La fermeture des écoles sera particulièrement difficile pour les infirmières praticiennes (22% auront besoin de services de garde), les assistants médicaux (21%), les techniciens en diagnostic (19%), les médecins et les chirurgiens (16%), ainsi que près de 13% des infirmières et Les aides à la santé à domicile qui sont des parents célibataires et une partie du groupe aident les personnes âgées à lutter contre les infections dans les maisons de soins infirmiers, disent les chercheurs.

Les États américains susceptibles d'avoir les plus grands besoins de services de garde non satisfaits sont le Dakota du Sud (21% des travailleurs de la santé auront besoin de services de garde), l'Oregon (21%) et le Missouri (21%). En revanche, Washington DC (9% de travailleurs de la santé ayant des besoins non satisfaits en matière de garde d'enfants), le Nouveau-Mexique (10%) et le New Jersey (11%) sont les moins susceptibles de manquer de personnel de santé si les écoles ferment.

Une analyse plus approfondie suggère que si la fraction de létalité (la proportion de personnes décédées parmi toutes les personnes infectées) passe de 2% à plus de 2,4% lorsque le personnel de santé diminue de 15%, les fermetures d'écoles pourraient entraîner un plus grand nombre de décès que ceux qu'ils préviennent. Cependant, il existe des variations substantielles à travers le pays.
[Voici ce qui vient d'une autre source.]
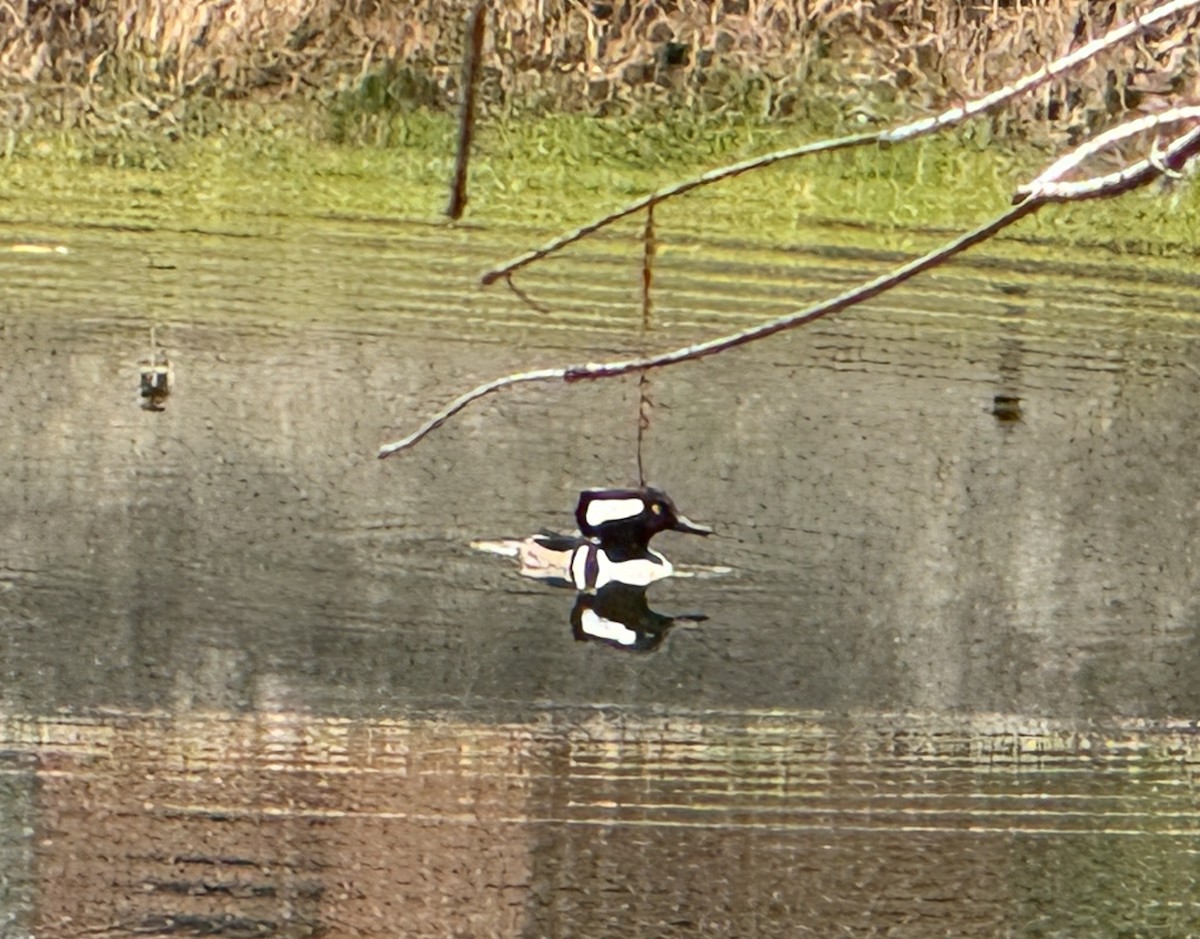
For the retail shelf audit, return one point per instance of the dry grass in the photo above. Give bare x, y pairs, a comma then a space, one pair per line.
825, 60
Par exemple, dans le Dakota du Sud, les estimations suggèrent que le taux de létalité ne doit pas augmenter de plus de 1,7% avant que les fermetures d'écoles cessent de sauver des vies et commencent à augmenter la mortalité globale, alors qu'à Washington DC il est de 4,1% – cela est dû au faible nombre d'enfants obligations de soins à Washington DC par rapport au Dakota du Sud.

« Le système de santé américain semble disproportionnellement sujet à des pénuries de main-d'œuvre dues à la fermeture des écoles, en particulier parmi les agents de santé qui assurent la lutte contre les infections dans les maisons de soins infirmiers », a déclaré le co-auteur principal, le Dr Jude Bayham, de la Colorado State University, USA. « Ces pénuries potentielles de personnel de santé devraient être une priorité lors de l'évaluation des avantages et des coûts potentiels des fermetures d'écoles, et des modalités alternatives de garde d'enfants doivent faire partie du plan de fermeture des écoles. »

Selon Fenichel, « la fermeture des écoles et l'éloignement en général consistent à plier la courbe pour rester en dessous de la capacité hospitalière et à réduire la mortalité par COVID-19, mais la façon dont nous nous éloignons pour plier la courbe peut également influencer la capacité hospitalière dont nous avons besoin pour rester en dessous. Nous devons tenir compte des deux. « 

Les auteurs notent certaines limites importantes de l'étude, notamment le fait que les auteurs ont informé leur modèle sur la base du virus de la grippe, auquel les enfants sont particulièrement vulnérables – cependant, les premières données sur COVID-19 suggèrent que les enfants peuvent être moins vulnérables, de sorte que les avantages de les fermetures d'écoles peuvent être moins importantes que prévu. D'un autre côté, les auteurs notent que la fermeture des écoles plus tôt dans une épidémie pourrait prévenir plus de cas et conduire à moins d'infection des agents de santé et donc à traiter plus de patients. L'étude n'a pas inclus la mortalité due à d'autres conditions qui pourraient survenir si le personnel de santé diminuait, ce qui devrait être pris en considération lors de la décision de fermer les écoles, selon les auteurs.